Les sarcophages des Amants de Teruel

Pour exploiter ce filon, la région d’Aragon n’a pas été avare. Elle a investi, ni plus ni moins, dans un Mausolée des Amants où le visiteur peut voir leur sarcophage (et, enchâssées dans le sarcophage, leurs momies), prendre connaissance de leur triste histoire et se rendre compte de sa résonnance dans la littérature, la peinture et l’opéra en Espagne.
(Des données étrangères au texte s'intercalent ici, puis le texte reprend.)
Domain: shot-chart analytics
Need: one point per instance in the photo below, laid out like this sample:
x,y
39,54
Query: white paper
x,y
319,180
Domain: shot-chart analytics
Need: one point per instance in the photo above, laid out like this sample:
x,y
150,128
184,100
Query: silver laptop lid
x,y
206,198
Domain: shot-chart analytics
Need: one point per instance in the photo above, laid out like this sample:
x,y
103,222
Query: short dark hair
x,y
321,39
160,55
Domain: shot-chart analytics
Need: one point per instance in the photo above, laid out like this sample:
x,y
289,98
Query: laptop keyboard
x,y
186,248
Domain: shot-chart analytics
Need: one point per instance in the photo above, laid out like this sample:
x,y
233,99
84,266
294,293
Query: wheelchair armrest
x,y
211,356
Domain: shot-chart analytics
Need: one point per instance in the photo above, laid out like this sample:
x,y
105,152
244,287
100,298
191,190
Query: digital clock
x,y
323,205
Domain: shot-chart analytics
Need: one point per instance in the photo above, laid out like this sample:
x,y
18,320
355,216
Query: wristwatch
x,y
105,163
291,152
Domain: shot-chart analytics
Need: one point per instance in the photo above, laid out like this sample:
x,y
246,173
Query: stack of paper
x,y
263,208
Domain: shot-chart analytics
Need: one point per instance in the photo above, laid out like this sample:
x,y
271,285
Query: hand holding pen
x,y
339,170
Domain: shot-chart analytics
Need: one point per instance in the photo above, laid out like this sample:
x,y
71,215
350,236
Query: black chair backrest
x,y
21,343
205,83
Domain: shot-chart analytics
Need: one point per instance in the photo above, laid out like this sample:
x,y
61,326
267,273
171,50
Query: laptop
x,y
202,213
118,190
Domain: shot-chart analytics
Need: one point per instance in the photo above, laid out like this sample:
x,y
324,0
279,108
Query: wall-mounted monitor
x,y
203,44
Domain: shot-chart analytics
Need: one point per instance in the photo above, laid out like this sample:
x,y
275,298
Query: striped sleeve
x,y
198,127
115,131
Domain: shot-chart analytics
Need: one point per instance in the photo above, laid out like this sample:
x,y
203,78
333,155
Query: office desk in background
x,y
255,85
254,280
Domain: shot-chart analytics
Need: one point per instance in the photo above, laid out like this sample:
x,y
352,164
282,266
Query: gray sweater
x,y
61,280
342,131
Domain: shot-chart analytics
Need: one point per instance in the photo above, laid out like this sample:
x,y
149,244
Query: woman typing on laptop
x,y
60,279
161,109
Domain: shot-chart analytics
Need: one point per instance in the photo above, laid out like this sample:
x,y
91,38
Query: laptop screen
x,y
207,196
Voici donc leur histoire. Au début du treizième siècle vivaient à Teruel Juan Diego de Marcillac et Isabel de Segura, dont l’amitié précoce se convertit rapidement en amour. Le père d’Isabel refusa que Juan Diego épousât sa fille, car il était pauvre ; mais il lui donna un délai de cinq ans pour s’enrichir. Diego partit à la guerre, amassa des biens mais, hélas, arriva à Teruel le lendemain du délai fixé. Isabel avait été mariée à un homme fortuné de la ville.

La place du petit taureau, au centre de Teruel

Juan Diego alla chez Isabel et lui demanda un baiser, mais celle-ci refusa. Le jeune homme mourut de chagrin. Le jour de ses funérailles, Isabel donna à son cadavre le baiser qu’elle lui avait refusé de son vivant, et mourut soudainement.

On trouva en 1555 les momies des deux amants. Les sarcophages qui abritent leurs dépouilles ont été sculptés par Juan de Avalos en 1955. Les gisants des deux amants tentent de se donner la main, mais leurs mains ne parviennent pas à se toucher.